La destra «chic» di Fini difende gli stranieri con metodi da Ventennio

Dice Filippo Rossi che non sta bene indicare la nazionalità dell’autore di un reato. Che non sta bene scrivere sui giornali che a violentare ripetutamente una donna sono stati, mettiamo, tre albanesi. Che lo spacciatore di droga è un marocchino. Che a derubare della sua pensione una anziana signora è stato un romeno. Dice Filippo Rossi che quell’«albanese», quel «romeno», quel «marocchino», sono particolari «assolutamente irrilevanti». Così che, conclude Filippo Rossi, si impone con urgenza un «Codice etico specifico», una «Carta dell’Ordine» inteso come Ordine dei giornalisti, che precluda al cronista l’uso di connotazioni etniche nel riportare i fatti di cronaca nera.

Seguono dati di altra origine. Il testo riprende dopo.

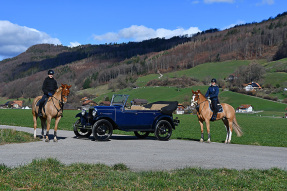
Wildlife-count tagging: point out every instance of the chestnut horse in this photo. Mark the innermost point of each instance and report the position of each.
(52, 109)
(204, 114)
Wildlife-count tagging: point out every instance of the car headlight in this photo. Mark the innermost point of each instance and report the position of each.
(83, 112)
(94, 113)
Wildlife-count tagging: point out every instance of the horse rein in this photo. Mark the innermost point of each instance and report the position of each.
(61, 103)
(198, 104)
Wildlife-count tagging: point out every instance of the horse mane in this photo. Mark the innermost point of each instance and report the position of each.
(59, 89)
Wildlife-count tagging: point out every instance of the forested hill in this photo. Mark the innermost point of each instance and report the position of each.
(90, 65)
(46, 56)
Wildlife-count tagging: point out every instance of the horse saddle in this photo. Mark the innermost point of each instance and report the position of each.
(219, 108)
(45, 102)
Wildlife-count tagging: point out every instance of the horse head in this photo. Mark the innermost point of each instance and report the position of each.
(65, 92)
(195, 97)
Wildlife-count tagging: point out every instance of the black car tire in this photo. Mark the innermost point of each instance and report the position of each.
(102, 130)
(141, 134)
(80, 132)
(163, 130)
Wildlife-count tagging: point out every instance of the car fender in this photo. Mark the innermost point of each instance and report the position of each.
(107, 118)
(163, 117)
(78, 115)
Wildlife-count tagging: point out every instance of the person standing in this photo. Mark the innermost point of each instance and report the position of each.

Filippo Rossi è una testa d’uovo alla corte di Gianfranco Fini. Sono in molti a sostenere che sia addirittura il suo più ascoltato consigliere (e in tal caso si spiegherebbero molte cose). Responsabile della versione on line di FareFuturo, la fondazione «politico-culturale» che fa capo al presidente della Camera e che si propone di modernizzare la destra italiana, di farla «vincente» perseguendo, fra l’altro, «una visione dinamica dell’identità nazionale» (e con questo si capisce tutto), Filippo Rossi ama definirsi un Gianburrasca. Gli piacciono, insomma, le marachelle. Per il Gianburrasca modernizzare la destra (e farla «vincente») è un gioco da ragazzi. Da un lato essa non deve «rinchiudersi nell’antro di Polifemo ma prendere il largo insieme a Ulisse». E fin qui, fessaggine della metafora a parte, niente di che. Il bello viene adesso: Polifemo o non Polifemo, Ulisse o non Ulisse, quella che Filippo Rossi vagheggia è infatti una destra «trendy, alla moda». E bisogna ammettere che a una destra di ispirazione Dolce e Gabbana, be’, non c’era arrivato nessuno.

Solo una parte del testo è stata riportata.